M = np.array([[np.cos(theta),-np.sin(theta), x_axis_rotation_point],
              [np.sin(theta),np.cos(theta), y_axis_rotation_point],
              translation
              ])

imageWarped = cv2.warpPerspective(img,M,(width,height))
para_plots(img1=img,img2=imageWarped)
No description has been provided for this image
  1. Scaling:
In [ ]:
a = 0.6 # resize the image
b = 0.0 # rotate the image
tx = 0  # move the image along the x-axis
ty = 0  # move the image along the y-axis

# scaled = cv2.resize(img,(int(width*10),int(height*10)),interpolation=cv2.INTER_NEAREST)
M = np.array([[a,-b,tx],[b,a,ty],translation])
x = cv2.warpPerspective(img,M,(width,height))
para_plots(img1=img,img2=x)
No description has been provided for this image
  1. Rotation, scaling, $\&$ Translation:
In [ ]:
scale = 0.6 # resize the image (scaling)
rotate = 0.1 # rotate the image
tx = 250  # move the image along the x-axis
ty = 500  # move the image along the y-axis

M = np.array([[scale,-rotate,tx],[rotate,scale,ty],translation])
x = cv2.warpPerspective(img,M,(width,height))
para_plots(img1=img,img2=x)
No description has been provided for this image
  1. Affine:
In [ ]:
a00 =  0.9
a01 =  0.1
a10 = -0.4
a11 =  0.6
tx = 0
ty = 800

M = np.array([[a00,a01,tx],[a10,a11,ty],[0.0,0.0,1.0]])
print(M)

imageWarped = cv2.warpPerspective(img,M,(width,height))

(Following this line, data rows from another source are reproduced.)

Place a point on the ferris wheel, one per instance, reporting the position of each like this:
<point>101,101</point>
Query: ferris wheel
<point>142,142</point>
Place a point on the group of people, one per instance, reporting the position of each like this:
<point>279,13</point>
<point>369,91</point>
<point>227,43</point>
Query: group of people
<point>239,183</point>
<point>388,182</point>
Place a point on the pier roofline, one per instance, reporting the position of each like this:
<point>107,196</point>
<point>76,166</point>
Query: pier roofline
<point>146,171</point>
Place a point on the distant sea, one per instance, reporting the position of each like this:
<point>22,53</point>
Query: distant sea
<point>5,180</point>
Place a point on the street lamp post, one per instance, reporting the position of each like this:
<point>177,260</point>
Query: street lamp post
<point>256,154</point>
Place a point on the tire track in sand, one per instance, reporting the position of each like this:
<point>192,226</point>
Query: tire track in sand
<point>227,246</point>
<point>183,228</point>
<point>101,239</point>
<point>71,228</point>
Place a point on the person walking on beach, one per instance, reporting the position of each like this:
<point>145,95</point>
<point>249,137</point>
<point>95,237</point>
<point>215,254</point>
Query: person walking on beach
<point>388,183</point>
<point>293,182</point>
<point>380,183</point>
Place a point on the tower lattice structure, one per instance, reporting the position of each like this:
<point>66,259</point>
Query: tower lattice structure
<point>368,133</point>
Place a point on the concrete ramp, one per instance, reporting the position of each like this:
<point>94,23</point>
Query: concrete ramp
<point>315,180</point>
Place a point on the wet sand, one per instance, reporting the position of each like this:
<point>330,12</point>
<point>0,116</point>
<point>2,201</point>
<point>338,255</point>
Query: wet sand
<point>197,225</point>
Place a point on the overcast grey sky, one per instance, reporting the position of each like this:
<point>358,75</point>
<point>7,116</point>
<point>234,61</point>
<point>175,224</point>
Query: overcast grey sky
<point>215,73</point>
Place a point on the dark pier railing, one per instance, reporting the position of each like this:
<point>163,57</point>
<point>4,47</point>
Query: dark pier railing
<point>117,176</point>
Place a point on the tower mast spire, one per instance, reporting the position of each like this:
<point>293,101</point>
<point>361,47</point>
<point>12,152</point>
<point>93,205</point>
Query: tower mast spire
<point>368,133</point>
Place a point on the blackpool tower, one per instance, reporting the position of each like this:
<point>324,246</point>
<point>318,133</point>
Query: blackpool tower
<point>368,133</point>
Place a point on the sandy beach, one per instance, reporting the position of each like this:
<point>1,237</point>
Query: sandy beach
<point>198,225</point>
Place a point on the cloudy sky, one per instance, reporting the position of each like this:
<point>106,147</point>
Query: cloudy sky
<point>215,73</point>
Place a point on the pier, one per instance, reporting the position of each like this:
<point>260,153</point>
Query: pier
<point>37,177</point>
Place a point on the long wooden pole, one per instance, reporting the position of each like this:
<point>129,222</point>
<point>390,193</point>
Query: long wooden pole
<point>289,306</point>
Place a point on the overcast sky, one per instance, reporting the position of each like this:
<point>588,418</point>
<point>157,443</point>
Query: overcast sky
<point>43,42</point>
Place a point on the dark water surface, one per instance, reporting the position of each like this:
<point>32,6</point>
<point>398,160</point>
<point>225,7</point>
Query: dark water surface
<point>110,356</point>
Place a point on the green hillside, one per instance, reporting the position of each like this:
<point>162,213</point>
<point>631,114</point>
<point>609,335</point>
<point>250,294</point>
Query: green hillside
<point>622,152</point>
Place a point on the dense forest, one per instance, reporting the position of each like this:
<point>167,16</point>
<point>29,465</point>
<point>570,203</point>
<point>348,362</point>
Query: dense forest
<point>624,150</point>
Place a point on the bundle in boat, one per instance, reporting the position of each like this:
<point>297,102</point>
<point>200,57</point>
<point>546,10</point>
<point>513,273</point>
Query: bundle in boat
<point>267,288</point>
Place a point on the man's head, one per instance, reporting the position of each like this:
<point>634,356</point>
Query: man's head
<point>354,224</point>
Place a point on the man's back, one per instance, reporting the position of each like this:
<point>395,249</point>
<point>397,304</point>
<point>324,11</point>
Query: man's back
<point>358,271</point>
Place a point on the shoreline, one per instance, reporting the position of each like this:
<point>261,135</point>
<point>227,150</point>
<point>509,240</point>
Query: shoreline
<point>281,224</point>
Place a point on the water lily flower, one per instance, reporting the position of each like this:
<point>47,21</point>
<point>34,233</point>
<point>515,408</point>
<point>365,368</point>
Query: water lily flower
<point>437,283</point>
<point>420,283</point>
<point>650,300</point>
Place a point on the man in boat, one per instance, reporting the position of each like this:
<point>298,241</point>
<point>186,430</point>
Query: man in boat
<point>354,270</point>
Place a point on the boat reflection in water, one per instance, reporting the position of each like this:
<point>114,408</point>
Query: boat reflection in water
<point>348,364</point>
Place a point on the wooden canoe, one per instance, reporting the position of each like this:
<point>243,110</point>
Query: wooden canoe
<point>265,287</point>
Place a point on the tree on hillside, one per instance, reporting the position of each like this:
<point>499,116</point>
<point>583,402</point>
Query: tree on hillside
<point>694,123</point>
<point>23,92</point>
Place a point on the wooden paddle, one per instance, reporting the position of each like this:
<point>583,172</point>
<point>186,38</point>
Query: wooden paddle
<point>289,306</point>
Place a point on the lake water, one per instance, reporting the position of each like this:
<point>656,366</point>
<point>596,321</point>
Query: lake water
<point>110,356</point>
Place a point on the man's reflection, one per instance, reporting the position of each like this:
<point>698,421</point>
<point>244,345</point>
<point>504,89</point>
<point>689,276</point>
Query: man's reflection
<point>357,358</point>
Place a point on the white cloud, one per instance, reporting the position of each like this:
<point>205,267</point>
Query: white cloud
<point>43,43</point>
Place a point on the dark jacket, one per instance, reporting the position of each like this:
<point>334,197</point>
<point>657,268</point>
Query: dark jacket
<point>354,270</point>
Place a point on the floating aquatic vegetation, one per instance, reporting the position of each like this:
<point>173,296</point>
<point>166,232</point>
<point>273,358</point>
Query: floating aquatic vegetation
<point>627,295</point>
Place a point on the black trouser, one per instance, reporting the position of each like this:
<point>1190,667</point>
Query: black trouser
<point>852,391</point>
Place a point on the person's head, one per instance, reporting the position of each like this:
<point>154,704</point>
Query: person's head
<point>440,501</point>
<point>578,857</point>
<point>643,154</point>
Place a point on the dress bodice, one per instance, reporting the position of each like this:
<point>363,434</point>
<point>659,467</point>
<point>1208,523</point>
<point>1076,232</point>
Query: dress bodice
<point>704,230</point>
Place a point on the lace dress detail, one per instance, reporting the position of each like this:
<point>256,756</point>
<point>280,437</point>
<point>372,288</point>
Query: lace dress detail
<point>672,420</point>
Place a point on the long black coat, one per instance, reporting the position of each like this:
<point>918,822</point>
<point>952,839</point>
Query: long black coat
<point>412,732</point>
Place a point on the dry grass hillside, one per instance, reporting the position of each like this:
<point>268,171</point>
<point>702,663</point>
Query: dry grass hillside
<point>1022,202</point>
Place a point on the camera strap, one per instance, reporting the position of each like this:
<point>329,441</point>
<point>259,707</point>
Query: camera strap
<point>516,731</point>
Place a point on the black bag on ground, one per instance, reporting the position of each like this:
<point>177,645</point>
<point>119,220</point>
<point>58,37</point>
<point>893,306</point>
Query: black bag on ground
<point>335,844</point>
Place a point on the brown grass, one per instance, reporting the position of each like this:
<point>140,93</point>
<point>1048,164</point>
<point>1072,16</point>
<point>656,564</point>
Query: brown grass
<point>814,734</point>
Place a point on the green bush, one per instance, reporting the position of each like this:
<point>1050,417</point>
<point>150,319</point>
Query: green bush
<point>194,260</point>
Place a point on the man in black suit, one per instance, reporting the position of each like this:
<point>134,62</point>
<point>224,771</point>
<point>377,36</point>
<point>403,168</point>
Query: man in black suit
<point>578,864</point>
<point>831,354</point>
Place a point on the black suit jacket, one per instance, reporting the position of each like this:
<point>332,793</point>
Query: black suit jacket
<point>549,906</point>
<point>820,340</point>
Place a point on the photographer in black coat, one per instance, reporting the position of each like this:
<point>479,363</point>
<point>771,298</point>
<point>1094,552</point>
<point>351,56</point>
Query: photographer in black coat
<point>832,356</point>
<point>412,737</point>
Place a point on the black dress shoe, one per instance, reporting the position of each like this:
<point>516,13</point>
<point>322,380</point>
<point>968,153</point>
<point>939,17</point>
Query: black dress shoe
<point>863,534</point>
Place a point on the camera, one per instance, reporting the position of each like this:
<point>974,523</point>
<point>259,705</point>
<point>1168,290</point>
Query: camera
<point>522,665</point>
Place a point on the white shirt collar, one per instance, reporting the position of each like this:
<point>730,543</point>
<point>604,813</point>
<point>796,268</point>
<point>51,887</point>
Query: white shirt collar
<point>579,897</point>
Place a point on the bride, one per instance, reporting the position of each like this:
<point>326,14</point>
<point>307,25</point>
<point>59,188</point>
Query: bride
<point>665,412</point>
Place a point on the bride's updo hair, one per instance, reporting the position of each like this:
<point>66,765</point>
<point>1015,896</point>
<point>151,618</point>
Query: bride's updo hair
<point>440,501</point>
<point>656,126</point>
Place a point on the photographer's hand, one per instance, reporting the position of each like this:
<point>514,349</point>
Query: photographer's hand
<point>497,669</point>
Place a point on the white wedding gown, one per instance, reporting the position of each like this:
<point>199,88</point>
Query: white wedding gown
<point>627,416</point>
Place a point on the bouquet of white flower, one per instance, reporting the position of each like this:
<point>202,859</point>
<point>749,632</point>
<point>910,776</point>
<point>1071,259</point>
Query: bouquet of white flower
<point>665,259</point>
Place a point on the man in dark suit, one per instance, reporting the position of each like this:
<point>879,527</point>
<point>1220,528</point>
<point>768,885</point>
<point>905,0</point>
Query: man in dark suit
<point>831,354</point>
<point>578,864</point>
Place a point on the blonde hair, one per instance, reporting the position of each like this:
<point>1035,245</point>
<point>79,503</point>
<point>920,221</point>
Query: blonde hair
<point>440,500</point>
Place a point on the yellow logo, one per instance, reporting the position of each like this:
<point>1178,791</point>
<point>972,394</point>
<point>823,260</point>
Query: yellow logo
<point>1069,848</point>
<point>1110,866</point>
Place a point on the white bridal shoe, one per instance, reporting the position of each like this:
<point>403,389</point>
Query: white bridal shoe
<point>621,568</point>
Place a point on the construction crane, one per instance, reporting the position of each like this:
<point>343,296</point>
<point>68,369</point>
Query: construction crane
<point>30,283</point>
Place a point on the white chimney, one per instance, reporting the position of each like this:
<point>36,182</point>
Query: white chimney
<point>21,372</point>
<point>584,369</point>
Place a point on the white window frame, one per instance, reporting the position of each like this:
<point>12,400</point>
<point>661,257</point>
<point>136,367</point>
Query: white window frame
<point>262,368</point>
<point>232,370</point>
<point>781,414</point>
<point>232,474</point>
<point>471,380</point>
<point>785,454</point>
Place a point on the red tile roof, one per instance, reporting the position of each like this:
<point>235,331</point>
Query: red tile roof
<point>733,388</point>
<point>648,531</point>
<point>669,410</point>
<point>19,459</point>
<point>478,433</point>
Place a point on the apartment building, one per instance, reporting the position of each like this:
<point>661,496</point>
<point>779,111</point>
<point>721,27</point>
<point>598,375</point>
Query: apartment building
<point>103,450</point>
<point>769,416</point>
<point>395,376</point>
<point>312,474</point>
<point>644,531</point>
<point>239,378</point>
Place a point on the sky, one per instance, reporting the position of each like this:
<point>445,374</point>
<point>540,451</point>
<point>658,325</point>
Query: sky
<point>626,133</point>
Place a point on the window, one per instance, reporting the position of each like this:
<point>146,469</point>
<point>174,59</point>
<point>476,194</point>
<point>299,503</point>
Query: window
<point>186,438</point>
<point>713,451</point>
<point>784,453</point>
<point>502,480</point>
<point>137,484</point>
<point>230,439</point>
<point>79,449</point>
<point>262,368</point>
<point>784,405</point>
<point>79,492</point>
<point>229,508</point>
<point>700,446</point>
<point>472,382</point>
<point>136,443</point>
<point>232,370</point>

para_plots(img1=img, img2=imageWarped)
[[ 9.e-01  1.e-01  0.e+00]
 [-4.e-01  6.e-01  8.e+02]
 [ 0.e+00  0.e+00  1.e+00]]
No description has been provided for this image
  1. Projective
In [ ]:
a00 =  1.0
a01 =  0.0
a10 =  0.0
a11 =  1.0
tx  = 250
ty  = 400
a20 = 0.0001
a21 = 0.0001
a22 = 1.0

M = np.array([[a00,a01,tx],[a10,a11,ty],[a20,a21,a22]])
print(M)

imageWarped = cv2.warpPerspective(img,M,(width, height))
para_plots(img1=img, img2=imageWarped)
[[1.0e+00 0.0e+00 2.5e+02]
 [0.0e+00 1.0e+00 4.0e+02]
 [1.0e-04 1.0e-04 1.0e+00]]
No description has been provided for this image

Q2: Perspective Transform.¶

  1. Determine the best projective transform that restores the image to a picture that is centered with the optical axis and does not contain any rotation, changes to aspect ratio, skew, or keystone distortion. You are welcome to use OpenCV and other tools to help with this.
In [ ]:
# import the image:

grid_img = cv2.imread('../sample_data/perspective_transform.jpg')
grid_img = cv2.cvtColor(grid_img,cv2.COLOR_BGR2RGB)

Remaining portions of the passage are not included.